Un nome che scivola dalle sue labbra con una leggerezza disarmante, quasi lo considerasse insignificante. Ma per me è tutt’altro. Quel suono si incide nella mia mente, riecheggia come una nota perfetta in una melodia appena composta.

«Isabel…» ripeto piano, assaporando ogni sillaba come fosse una scoperta preziosa. Lei mi porge la mano con un gesto formale, calcolato, e io la stringo. La sua pelle è fresca, vellutata, e per un istante sento il battito del mio cuore accelerare.

«Daniel.» Pronuncio il mio nome con naturalezza, aspettandomi un segno di riconoscimento, un cambio nell’espressione, ma il suo volto rimane impassibile, una maschera perfetta.

«Lo so.»

Due parole. Due semplici sillabe, eppure mi tagliano le gambe. Non c’è traccia di entusiasmo o sorpresa, solo una calma glaciale che spegne ogni scintilla di soddisfazione. Isabel è diversa. Non si scioglie, non si lascia catturare, e questo mi incuriosisce ancora di più.
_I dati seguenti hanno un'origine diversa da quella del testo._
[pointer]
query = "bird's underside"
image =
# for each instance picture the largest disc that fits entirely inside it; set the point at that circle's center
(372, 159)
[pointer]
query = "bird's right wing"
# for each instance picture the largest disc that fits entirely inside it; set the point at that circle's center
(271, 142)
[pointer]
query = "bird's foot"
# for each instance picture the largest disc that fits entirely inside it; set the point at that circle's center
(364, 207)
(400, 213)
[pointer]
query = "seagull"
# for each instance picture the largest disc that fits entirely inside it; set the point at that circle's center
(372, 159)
«Non sembri particolarmente impressionata.» La mia voce è intrisa di una sfumatura ironica, ma dentro di me c’è un pizzico di nervosismo che cerco di nascondere.

Lei scrolla le spalle, un movimento appena accennato, eppure carico di eleganza.

«Dovrei?»

C’è qualcosa di spietatamente sincero in ciò che dice, una verità nuda che mi colpisce più di quanto vorrei. Rimango a fissarla, sentendo il sole scaldarmi la pelle e un fuoco diverso ardere dentro di me.

«No, non è di certo un obbligo.» Mi arrendo, ma solo in apparenza. Isabel ha appena accettato di giocare, anche se sembra ancora ignara delle regole. E io, per la prima volta da tanto tempo, sento che sto per perdermi in una partita che non ho idea di come vincere.